Energy initiatives cover a variety of fronts. In the middle term, the state’s overarching target is a 40 percent reduction in greenhouse gas emissions by 2030. That is the target year for providing half of the state’s energy needs via renewable energy. A cornerstone of the program is providing incentives to owners, developers and residents to cut consumption by 185 trillion BTUs by 2025, equal to energy consumption by 1.8 million homes.
Most recently, the state advanced its energy storage initiatives. In December, the New York State Public Service Commission signed off on a 1,500-megawatt target for storage by 2025, followed by a goal of 3,000 megawatts five years later.
Released last October, the state’s 2018 Energy Plan contains a wide variety of recommendations encompassing energy efficiency, renewable power, storage and electric vehicles. Investor-owned utilities are urged to propose 500 megawatts of wind or solar projects annually and to invest $115 million annually in energy efficiency initiatives.
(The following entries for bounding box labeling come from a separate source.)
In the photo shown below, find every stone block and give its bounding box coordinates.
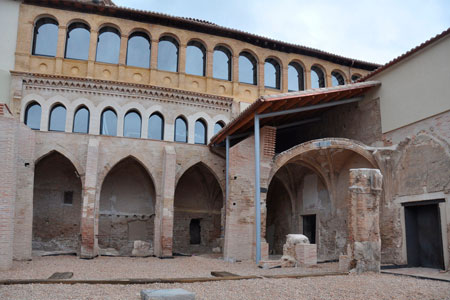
[141,289,195,300]
[295,244,317,265]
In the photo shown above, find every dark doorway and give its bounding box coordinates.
[404,200,444,269]
[302,215,316,244]
[189,219,201,245]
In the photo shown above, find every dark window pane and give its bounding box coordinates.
[158,38,178,72]
[213,47,231,80]
[65,23,91,60]
[32,18,58,56]
[352,74,361,82]
[239,52,256,85]
[288,64,305,92]
[311,66,325,89]
[123,111,141,138]
[100,109,117,136]
[95,27,120,64]
[175,117,187,143]
[194,120,206,144]
[214,122,223,134]
[148,114,164,140]
[73,107,89,133]
[127,32,150,68]
[25,103,41,130]
[331,71,345,86]
[264,59,280,89]
[48,105,66,131]
[186,42,205,76]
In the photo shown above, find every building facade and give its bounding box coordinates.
[0,0,450,268]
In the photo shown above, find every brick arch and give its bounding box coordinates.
[97,154,159,196]
[34,148,85,188]
[175,158,225,201]
[269,138,379,184]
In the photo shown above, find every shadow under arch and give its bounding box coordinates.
[32,150,82,252]
[98,155,156,255]
[173,162,224,254]
[267,138,378,260]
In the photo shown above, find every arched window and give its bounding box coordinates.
[194,119,206,145]
[213,46,231,81]
[331,71,345,86]
[95,27,120,64]
[25,102,41,130]
[123,111,141,138]
[72,106,89,133]
[64,23,91,60]
[214,121,225,134]
[127,32,150,68]
[264,58,281,89]
[352,74,361,82]
[158,36,178,72]
[148,113,164,140]
[175,117,187,143]
[186,41,206,76]
[311,66,325,89]
[100,108,117,136]
[31,18,58,56]
[48,104,66,131]
[239,52,256,85]
[288,62,305,92]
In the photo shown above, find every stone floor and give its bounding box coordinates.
[382,268,450,282]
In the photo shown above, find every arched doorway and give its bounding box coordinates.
[266,162,331,255]
[98,157,156,255]
[32,151,82,252]
[265,138,377,261]
[173,163,223,254]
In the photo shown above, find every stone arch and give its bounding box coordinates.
[97,155,157,255]
[32,150,83,252]
[34,148,85,178]
[173,162,224,254]
[267,138,378,260]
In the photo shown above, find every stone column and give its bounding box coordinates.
[281,66,289,93]
[0,116,17,270]
[154,146,176,257]
[80,138,99,258]
[340,169,383,274]
[86,29,98,78]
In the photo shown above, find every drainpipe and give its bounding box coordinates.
[255,114,261,264]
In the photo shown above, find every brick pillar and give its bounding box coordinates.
[347,169,383,273]
[0,117,17,270]
[154,146,176,257]
[224,126,276,260]
[13,121,35,260]
[80,138,99,258]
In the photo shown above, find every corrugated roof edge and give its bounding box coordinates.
[24,0,380,70]
[208,81,381,146]
[356,27,450,82]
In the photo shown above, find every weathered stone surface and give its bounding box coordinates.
[131,241,153,257]
[141,289,195,300]
[347,169,383,274]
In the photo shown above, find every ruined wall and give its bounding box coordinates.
[33,153,81,251]
[173,163,224,254]
[377,111,450,265]
[98,158,156,255]
[276,95,381,153]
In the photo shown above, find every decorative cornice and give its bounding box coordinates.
[11,71,233,111]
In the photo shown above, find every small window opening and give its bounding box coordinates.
[64,191,73,205]
[189,219,201,245]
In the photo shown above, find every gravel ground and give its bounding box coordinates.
[0,256,337,279]
[0,274,450,300]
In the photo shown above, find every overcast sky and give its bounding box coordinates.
[113,0,450,64]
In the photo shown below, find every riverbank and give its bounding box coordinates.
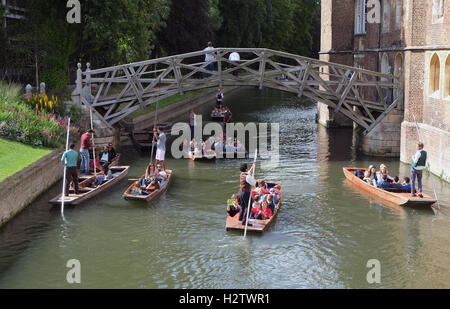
[0,144,63,227]
[0,138,52,183]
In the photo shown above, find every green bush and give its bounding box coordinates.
[0,82,79,148]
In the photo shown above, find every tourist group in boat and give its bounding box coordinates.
[355,142,427,198]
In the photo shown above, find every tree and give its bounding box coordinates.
[158,0,214,54]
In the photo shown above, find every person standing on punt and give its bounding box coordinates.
[204,42,215,78]
[80,130,95,176]
[216,88,225,110]
[153,128,167,171]
[411,142,427,198]
[239,164,256,226]
[61,144,79,196]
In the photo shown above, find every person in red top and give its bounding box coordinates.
[80,130,94,176]
[252,180,270,198]
[256,201,273,220]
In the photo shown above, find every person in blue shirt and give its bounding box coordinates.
[402,177,411,192]
[377,174,392,189]
[61,144,79,196]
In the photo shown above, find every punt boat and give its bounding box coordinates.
[226,181,283,234]
[343,167,436,206]
[123,170,173,203]
[49,166,130,205]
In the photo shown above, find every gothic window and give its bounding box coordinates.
[395,0,403,30]
[355,0,366,34]
[429,54,441,97]
[444,54,450,100]
[383,0,391,33]
[433,0,445,23]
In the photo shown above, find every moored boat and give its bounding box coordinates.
[49,166,130,205]
[343,167,436,206]
[123,170,173,203]
[226,181,283,233]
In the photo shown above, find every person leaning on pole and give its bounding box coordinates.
[411,142,427,198]
[80,130,95,176]
[61,144,79,196]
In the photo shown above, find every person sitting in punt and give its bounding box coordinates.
[377,174,392,189]
[255,201,273,220]
[253,180,270,197]
[108,143,119,163]
[250,195,262,219]
[363,170,372,184]
[139,163,155,187]
[156,165,169,185]
[377,164,394,182]
[402,177,411,193]
[145,176,161,192]
[227,194,241,218]
[369,165,378,187]
[89,159,105,173]
[267,194,275,213]
[130,182,148,195]
[98,146,112,174]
Proposes that investor-owned utilities develop renewable procurement options for customers whose needs fall below the current 30 million kilowatt-hour threshold for those purchases.
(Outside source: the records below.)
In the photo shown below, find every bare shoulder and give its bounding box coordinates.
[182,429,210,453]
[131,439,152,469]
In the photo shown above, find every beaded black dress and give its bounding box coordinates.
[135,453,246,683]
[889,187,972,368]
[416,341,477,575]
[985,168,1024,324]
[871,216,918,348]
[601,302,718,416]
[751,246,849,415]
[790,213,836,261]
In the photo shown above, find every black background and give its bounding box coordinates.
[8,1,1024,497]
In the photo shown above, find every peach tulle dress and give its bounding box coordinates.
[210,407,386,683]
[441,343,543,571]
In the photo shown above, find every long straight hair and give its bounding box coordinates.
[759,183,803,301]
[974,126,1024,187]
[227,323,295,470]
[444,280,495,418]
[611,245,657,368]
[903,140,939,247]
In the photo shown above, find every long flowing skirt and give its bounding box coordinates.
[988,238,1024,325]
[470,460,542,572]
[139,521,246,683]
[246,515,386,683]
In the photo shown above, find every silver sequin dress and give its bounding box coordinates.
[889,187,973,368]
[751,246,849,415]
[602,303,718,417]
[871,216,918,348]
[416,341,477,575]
The plan sets a goal of developing 2,000 megawatts of offshore wind power by 2028. Under the plan, Virginia’s government itself would lead the way in multiple areas. State buildings would reduce energy consumption 20 percent by 2022. That year would also be the target for doubling the government’s procurement of renewables to 16 percent. Also on tap: boosting state support for Virginia’s nascent commercial PACE financing.
Minnesota is among the growing roster of states that are considering a new approach to rates for regulated utilities. Rather than basing increases primarily on the utility’s capital outlays, the new approach ties electric rates to various aspects of a regulated utility’s performance. The state’s public utilities commission is leading a process that would apply most notably to Xcel Energy, Minnesota’s largest investor-owned utility, which is seeking approval for its next rate structure.
Goals of the transition include affordability, reliability, customer engagement, improved environmental performance and aligning electric generation and load, noted Great Plains Institute Project manager Trevor Drake in a blog last November for the e21 Initiative, a five-year-old program that brings together stakeholders in Minnesota’s electric system.
Other states that are either established or are considering performance-based ratemaking include Hawaii, which approved the new regulatory structure in April 2018, and Rhode Island, which stipulated a variety of benefits as part of National Grid’s most recent residential rate increase last August.